AI Agent Design

An AI agent is not a chatbot with more features. An agent perceives its environment, plans a sequence of actions, executes them using tools, and loops until the goal is achieved — all without a human confirming each step. This changes the PM's job: instead of defining what the AI says, you're defining what the AI does.

Context

The agent loop:

User goal → Perceive → Plan → Act → Observe → Loop → Stop

The PM's design surface:

Design decision	What you're specifying
Goal definition	What counts as "done" — precisely
Tool set	What actions the agent is allowed to take
Autonomy level	When the agent acts alone vs. asks the human
Memory	What the agent remembers within and across sessions
Failure handling	What the agent does when it gets stuck or makes an error
Guardrails	What the agent must never do, regardless of instructions

Step 1 — Define the agent goal

The goal definition is the most important design decision. Vague goals produce unpredictable agent behaviour.

GOAL SPECIFICATION TEMPLATE:

Agent name: [Name]
User intent: [What the user wants to accomplish]

Goal definition:
DONE when: [Specific, observable end state]
PARTIAL when: [The goal is partially achieved — what the agent should do next]
FAILED when: [The agent cannot make progress — what should happen]

Step 2 — Define the tool set

Every tool the agent has is an action it can take autonomously.

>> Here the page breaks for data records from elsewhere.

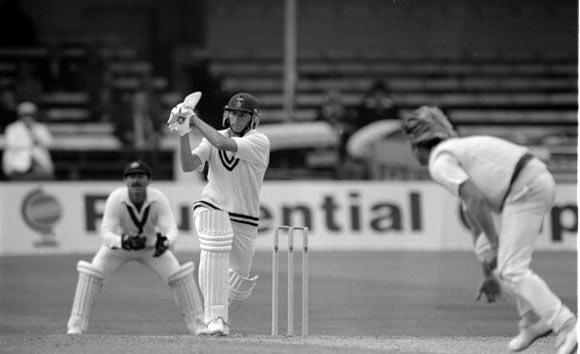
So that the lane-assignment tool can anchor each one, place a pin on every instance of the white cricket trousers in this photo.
(530, 199)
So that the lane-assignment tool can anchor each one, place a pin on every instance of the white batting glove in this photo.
(179, 120)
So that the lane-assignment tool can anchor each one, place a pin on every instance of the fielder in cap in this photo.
(138, 225)
(227, 215)
(494, 177)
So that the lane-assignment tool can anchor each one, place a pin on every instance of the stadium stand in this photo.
(521, 96)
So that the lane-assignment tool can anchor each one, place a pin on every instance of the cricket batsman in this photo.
(491, 177)
(138, 225)
(226, 217)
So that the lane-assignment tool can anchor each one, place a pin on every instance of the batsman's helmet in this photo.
(244, 102)
(427, 123)
(137, 167)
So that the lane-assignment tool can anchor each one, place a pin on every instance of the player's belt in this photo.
(522, 162)
(235, 217)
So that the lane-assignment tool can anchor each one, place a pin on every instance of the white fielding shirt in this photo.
(155, 216)
(235, 180)
(487, 161)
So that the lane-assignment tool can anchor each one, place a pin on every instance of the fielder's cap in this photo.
(427, 123)
(27, 109)
(137, 167)
(243, 102)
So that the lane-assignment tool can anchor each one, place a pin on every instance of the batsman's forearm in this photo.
(189, 161)
(219, 141)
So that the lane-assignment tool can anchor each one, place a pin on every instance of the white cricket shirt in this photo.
(235, 180)
(487, 161)
(122, 217)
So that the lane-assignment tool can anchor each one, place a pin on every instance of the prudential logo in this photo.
(41, 212)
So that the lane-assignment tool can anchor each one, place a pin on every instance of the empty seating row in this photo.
(490, 100)
(347, 69)
(359, 84)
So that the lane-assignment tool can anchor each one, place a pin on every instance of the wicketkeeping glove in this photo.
(132, 242)
(161, 245)
(179, 120)
(491, 288)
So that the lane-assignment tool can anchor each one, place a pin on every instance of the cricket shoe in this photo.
(197, 327)
(74, 330)
(529, 333)
(567, 338)
(218, 327)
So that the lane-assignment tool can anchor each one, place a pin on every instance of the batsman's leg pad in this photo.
(187, 295)
(89, 286)
(215, 238)
(241, 287)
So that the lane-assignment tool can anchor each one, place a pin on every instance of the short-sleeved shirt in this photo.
(235, 179)
(487, 161)
(122, 217)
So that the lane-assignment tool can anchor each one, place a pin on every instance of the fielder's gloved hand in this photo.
(161, 245)
(132, 242)
(491, 288)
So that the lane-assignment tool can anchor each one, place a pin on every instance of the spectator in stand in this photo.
(7, 107)
(138, 119)
(377, 104)
(334, 111)
(26, 155)
(147, 121)
(17, 29)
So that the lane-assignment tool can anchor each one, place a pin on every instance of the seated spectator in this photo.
(26, 155)
(7, 107)
(377, 104)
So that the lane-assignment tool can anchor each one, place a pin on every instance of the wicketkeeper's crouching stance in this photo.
(494, 177)
(138, 225)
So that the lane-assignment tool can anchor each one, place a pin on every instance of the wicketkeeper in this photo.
(492, 176)
(227, 215)
(138, 225)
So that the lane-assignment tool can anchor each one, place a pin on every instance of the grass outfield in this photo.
(404, 302)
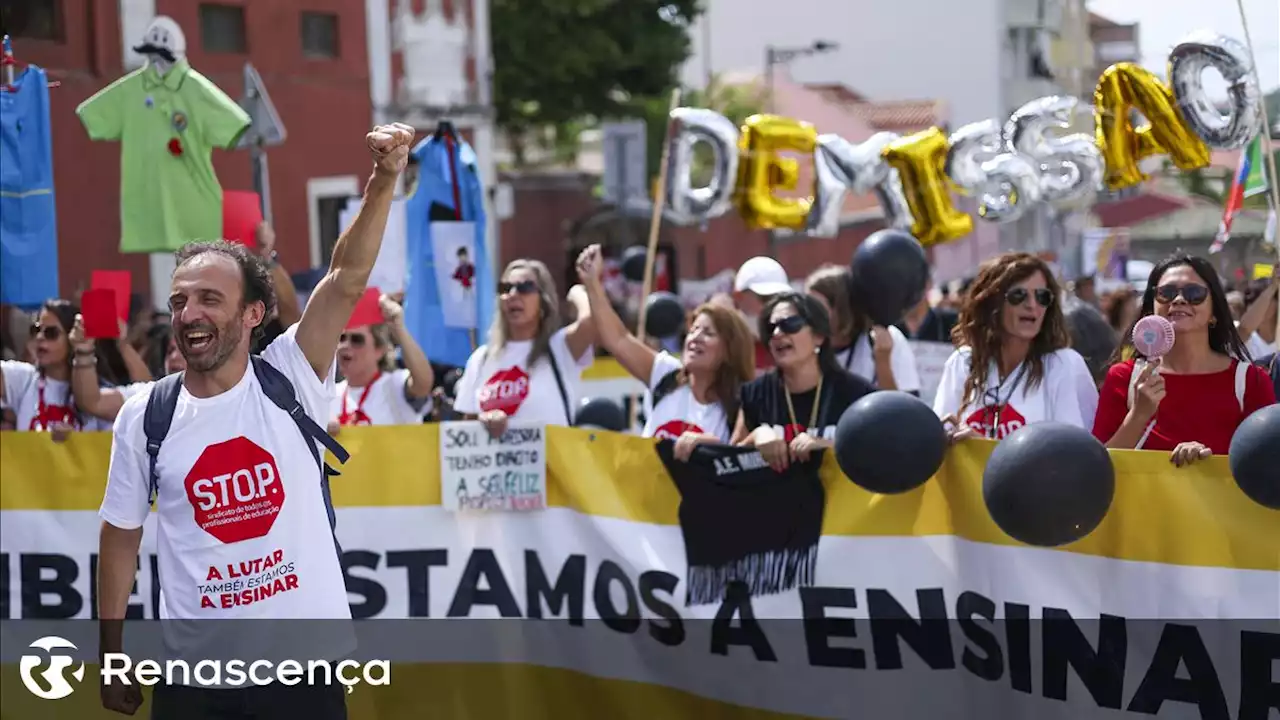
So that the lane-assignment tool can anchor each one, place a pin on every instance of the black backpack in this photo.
(164, 401)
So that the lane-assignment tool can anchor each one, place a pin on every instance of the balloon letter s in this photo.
(920, 160)
(760, 171)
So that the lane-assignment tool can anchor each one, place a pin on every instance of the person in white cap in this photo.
(757, 281)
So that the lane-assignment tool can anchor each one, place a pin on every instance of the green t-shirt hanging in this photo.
(168, 127)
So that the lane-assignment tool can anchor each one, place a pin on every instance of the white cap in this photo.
(762, 276)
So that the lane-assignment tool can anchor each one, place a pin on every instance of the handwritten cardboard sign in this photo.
(483, 473)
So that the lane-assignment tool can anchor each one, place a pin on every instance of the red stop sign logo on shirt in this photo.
(672, 429)
(506, 390)
(1005, 420)
(234, 491)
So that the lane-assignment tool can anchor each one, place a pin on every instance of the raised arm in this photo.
(336, 295)
(635, 356)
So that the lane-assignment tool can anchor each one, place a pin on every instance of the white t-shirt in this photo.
(679, 411)
(242, 528)
(384, 402)
(37, 402)
(860, 360)
(525, 393)
(1066, 393)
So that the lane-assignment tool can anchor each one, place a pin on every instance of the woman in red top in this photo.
(1192, 400)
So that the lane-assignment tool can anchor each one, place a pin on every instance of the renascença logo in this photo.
(55, 675)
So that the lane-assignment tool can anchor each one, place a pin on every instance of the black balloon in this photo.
(632, 263)
(888, 273)
(1255, 456)
(600, 413)
(1048, 483)
(664, 315)
(890, 442)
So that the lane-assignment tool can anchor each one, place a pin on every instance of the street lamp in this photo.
(784, 55)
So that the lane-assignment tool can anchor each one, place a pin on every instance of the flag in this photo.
(1248, 181)
(448, 192)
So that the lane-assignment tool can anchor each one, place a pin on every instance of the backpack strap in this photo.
(161, 405)
(560, 383)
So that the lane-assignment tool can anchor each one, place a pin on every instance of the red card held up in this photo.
(242, 213)
(119, 282)
(97, 309)
(368, 311)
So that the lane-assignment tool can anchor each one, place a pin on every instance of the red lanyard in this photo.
(357, 417)
(44, 419)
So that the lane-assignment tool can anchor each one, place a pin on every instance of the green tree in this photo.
(560, 62)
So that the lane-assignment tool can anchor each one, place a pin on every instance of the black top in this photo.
(764, 402)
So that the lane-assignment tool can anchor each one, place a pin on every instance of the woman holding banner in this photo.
(1189, 401)
(694, 397)
(881, 355)
(1013, 365)
(791, 410)
(530, 368)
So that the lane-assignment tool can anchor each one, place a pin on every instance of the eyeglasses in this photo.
(522, 287)
(789, 326)
(1192, 292)
(355, 340)
(1019, 295)
(49, 332)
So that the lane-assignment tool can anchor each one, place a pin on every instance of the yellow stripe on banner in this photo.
(455, 689)
(1161, 514)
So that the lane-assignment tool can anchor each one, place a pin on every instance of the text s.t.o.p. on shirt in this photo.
(1066, 393)
(242, 525)
(383, 402)
(679, 411)
(524, 393)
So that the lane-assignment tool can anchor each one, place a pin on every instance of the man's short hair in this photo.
(256, 279)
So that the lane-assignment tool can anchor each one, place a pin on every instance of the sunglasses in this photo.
(355, 340)
(1019, 295)
(1192, 294)
(522, 287)
(48, 332)
(789, 326)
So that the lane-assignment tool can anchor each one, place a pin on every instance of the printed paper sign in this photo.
(479, 472)
(455, 253)
(931, 358)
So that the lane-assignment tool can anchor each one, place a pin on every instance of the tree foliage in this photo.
(558, 62)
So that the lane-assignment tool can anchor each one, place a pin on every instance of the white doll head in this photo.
(163, 44)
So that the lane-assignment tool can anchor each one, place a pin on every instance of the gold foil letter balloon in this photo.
(920, 162)
(1124, 87)
(762, 169)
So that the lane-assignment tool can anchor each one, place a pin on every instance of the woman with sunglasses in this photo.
(530, 368)
(41, 393)
(1189, 401)
(691, 399)
(373, 392)
(1013, 364)
(791, 410)
(881, 355)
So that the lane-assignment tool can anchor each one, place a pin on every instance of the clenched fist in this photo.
(389, 146)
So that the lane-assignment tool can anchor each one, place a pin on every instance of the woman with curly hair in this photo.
(1013, 363)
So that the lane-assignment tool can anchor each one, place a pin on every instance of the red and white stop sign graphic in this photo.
(1004, 419)
(506, 390)
(234, 491)
(672, 429)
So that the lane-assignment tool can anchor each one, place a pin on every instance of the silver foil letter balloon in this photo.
(842, 167)
(1187, 64)
(1070, 165)
(689, 204)
(1006, 183)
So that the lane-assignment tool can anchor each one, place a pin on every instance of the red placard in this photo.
(99, 311)
(368, 311)
(120, 283)
(242, 213)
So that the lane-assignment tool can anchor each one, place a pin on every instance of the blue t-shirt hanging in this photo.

TOOL REGISTRY: [Agent name]

Tool: [Tool name]
Action: [What it does]
Use when: [When the agent should use it]
Inputs: [Required inputs]
Outputs: [What it produces]
Failure modes: [What can go wrong]
Confirmation required: [Yes / No / Only for sensitive actions]

Tool Risk Classification:

Reversible, low-risk: read-only actions → Agent can use without confirmation

Reversible, medium-risk: write actions that can be undone → Confirm intent once

Irreversible, high-risk: actions that cannot be undone → Always pause and show user

Step 3 — Define the autonomy level

AUTONOMY DESIGN: FULLY AUTONOMOUS: [List actions — read-only, reversible, low-stakes] PAUSE-AND-CONFIRM: [List actions — irreversible, external communication]

STOP-AND-ESCALATE: [List situations — ambiguous goal, conflicting info, high-risk]

Step 4 — Define the memory model

MEMORY MODEL: IN-SESSION MEMORY: Goal, progress, actions taken, errors encountered CROSS-SESSION MEMORY: User preferences, prior task history, learned patterns

MEMORY RISKS: Stale memory, over-personalisation, privacy

Step 5 — Design the failure handling

FAILURE HANDLING: TYPE 1 — Tool failure: Retry up to N times, then surface to user TYPE 2 — Goal ambiguity: Pause and ask a specific clarifying question TYPE 3 — Loop detection: Stop after N repeated actions, report progress TYPE 4 — Scope violation: Hard stop, explain, ask for confirmation

MAX STEPS LIMIT: [N] steps before pausing and reporting

Step 6 — Define the guardrails

AGENT GUARDRAILS:

The agent will NEVER:
[ ] Take an irreversible action without showing the user what it's about to do
[ ] Send communications without explicit per-send confirmation
[ ] Access files outside the defined workspace
[ ] Spend money without explicit authorisation per transaction
[ ] Retain personal data beyond the defined session without consent
[ ] Escalate its own permissions
[ ] Override a user's explicit "stop" or "cancel" instruction

Quality check before delivering

Goal is defined with DONE / PARTIAL / FAILED states

Every tool has a risk classification and confirmation rule

Irreversible actions all require explicit user confirmation

Max steps limit is defined

Guardrails are absolute — not "the agent tries to avoid"

Failure handling covers all four failure types

Suggested next step: Walk through the agent loop manually with five real user scenarios — including one adversarial one. The gaps in your failure handling and guardrails will show up immediately.